Countrywide Mortgage just released new corporate data and it ain't looking any prettier. The front page was all nice and smiles about how they are raising money - but buried on the back pages was the real story.
Mortgage delinquencies up 10% from November to 6.9% of all mortgages serviced, to 6.9% of their total loan servicing portfolio. Why do those numbers mean a lot?
Countrywide sells most of their mortgages but they keep the loan servicing as their cash cow. Therefore, having 6.9% of their servicing portfolio in delinquency means that these delinquencies are rippling through the investor class. That is number one.
Number 2, Countrywide says that only 8% of their loan servicing portfolio is subprime. So, either over 80% of their subprime loans are in delinquency or the delinquencies are running high in the better credit mortgages.

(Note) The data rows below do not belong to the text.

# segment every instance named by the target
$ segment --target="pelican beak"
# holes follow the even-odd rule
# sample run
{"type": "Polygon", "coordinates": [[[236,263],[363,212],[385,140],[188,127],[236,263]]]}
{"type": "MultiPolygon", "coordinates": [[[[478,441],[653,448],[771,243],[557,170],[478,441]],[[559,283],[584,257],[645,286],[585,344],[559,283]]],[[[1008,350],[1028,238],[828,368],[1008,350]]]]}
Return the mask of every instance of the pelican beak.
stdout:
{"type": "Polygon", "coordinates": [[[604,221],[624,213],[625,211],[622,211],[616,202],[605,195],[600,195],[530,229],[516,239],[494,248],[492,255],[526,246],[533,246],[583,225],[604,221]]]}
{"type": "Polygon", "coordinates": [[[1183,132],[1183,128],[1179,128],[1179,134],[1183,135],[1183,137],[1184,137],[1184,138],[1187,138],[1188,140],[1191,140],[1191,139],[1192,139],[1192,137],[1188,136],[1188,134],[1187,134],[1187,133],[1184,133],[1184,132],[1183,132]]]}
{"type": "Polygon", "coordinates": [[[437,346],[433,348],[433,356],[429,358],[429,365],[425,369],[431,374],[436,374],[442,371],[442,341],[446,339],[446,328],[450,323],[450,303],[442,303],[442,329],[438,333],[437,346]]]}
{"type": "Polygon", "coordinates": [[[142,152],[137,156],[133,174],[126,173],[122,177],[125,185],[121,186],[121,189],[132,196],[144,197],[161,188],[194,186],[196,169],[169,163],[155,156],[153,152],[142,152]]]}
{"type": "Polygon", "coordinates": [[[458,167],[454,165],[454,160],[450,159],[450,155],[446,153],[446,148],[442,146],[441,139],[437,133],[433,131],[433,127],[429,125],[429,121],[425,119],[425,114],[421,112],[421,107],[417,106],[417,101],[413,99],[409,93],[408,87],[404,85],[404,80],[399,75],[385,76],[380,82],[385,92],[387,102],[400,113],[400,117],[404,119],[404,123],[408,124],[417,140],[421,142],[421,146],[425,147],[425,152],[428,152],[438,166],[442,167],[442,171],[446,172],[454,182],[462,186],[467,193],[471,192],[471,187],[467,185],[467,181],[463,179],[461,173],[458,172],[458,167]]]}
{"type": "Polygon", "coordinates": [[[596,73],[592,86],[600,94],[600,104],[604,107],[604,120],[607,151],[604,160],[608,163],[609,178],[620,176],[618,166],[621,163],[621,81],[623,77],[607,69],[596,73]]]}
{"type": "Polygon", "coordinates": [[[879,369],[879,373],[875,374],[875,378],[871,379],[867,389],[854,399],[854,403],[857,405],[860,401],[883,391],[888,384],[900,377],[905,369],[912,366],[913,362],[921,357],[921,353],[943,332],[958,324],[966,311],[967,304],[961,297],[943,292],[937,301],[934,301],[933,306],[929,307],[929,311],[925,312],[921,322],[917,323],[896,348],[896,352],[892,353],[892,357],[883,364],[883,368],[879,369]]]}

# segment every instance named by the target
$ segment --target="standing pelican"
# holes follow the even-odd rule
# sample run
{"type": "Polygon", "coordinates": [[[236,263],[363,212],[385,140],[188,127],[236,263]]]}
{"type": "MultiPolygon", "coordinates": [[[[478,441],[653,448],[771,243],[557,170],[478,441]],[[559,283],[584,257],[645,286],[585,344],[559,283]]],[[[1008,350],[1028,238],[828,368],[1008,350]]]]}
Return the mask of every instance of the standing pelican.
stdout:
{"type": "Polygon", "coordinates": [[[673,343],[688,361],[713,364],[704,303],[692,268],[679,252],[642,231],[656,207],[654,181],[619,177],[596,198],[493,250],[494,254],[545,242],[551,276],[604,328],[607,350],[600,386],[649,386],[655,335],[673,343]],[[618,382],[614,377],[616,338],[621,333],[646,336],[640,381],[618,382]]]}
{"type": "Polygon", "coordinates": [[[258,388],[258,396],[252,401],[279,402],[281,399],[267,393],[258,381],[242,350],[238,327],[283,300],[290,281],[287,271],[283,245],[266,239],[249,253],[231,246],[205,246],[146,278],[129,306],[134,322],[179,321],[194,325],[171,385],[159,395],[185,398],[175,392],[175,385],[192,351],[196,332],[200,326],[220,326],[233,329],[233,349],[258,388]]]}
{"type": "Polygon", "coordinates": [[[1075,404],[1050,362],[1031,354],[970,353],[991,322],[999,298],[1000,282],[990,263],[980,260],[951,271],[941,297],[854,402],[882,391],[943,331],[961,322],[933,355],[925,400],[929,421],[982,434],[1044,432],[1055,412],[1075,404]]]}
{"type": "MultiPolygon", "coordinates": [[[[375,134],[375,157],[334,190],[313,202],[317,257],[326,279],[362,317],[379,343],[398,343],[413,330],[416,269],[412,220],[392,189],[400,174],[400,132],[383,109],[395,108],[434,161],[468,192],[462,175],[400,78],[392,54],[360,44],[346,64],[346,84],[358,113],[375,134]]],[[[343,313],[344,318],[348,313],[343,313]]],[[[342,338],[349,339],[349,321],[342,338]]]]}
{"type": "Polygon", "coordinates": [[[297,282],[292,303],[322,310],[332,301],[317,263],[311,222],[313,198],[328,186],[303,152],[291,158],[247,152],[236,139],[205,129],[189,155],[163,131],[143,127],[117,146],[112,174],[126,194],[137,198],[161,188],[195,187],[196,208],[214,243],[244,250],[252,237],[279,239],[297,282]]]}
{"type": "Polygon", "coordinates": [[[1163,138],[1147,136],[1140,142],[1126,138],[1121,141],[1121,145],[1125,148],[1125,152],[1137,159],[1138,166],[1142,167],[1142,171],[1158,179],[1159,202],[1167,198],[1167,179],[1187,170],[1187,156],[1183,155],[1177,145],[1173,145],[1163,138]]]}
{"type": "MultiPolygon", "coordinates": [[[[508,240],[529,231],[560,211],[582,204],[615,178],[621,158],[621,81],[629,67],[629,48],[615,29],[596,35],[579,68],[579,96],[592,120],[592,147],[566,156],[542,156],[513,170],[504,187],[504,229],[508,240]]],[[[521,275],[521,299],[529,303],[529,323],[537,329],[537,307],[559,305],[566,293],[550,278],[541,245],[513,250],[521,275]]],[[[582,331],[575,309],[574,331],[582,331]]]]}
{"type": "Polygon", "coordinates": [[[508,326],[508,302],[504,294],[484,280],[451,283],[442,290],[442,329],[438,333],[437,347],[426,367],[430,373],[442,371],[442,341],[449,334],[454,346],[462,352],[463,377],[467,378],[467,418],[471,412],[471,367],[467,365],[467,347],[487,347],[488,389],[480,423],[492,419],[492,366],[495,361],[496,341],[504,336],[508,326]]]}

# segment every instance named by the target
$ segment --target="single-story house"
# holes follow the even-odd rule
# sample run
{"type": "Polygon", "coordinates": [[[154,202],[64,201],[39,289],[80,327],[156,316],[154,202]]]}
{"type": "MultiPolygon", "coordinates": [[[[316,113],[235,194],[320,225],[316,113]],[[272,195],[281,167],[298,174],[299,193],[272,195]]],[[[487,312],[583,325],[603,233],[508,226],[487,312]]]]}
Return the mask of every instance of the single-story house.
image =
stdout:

Three, the chief investment officer of Fort Pitt (a big fund manager) was looking at those numbers and said (paraphrasing):
We expect housing prices to move lower and if they do, we expect people to look seriously at the advantage of just walking away from their houses. Especially if people start to worry about their job security from higher unemployment, this will be a bigger choice.
I was riding the chair lift skiing Saturday and our chair mate from Dallas told a story. Their friend had an ARM mortgage but very good credit. However, they had a $700,000 loan on an $800,000 house. This person's neighbor across the street got dead under water on their house and put it on the market at $500,000. The guy bought the house with a $450,000, got a loan (because of his good credit) and then turned the keys in on his house. Figured the credit rating hit was worth - in his mind - a $250,000 profit on flipping the houses.
All in all, the sound of the next shoe dropping.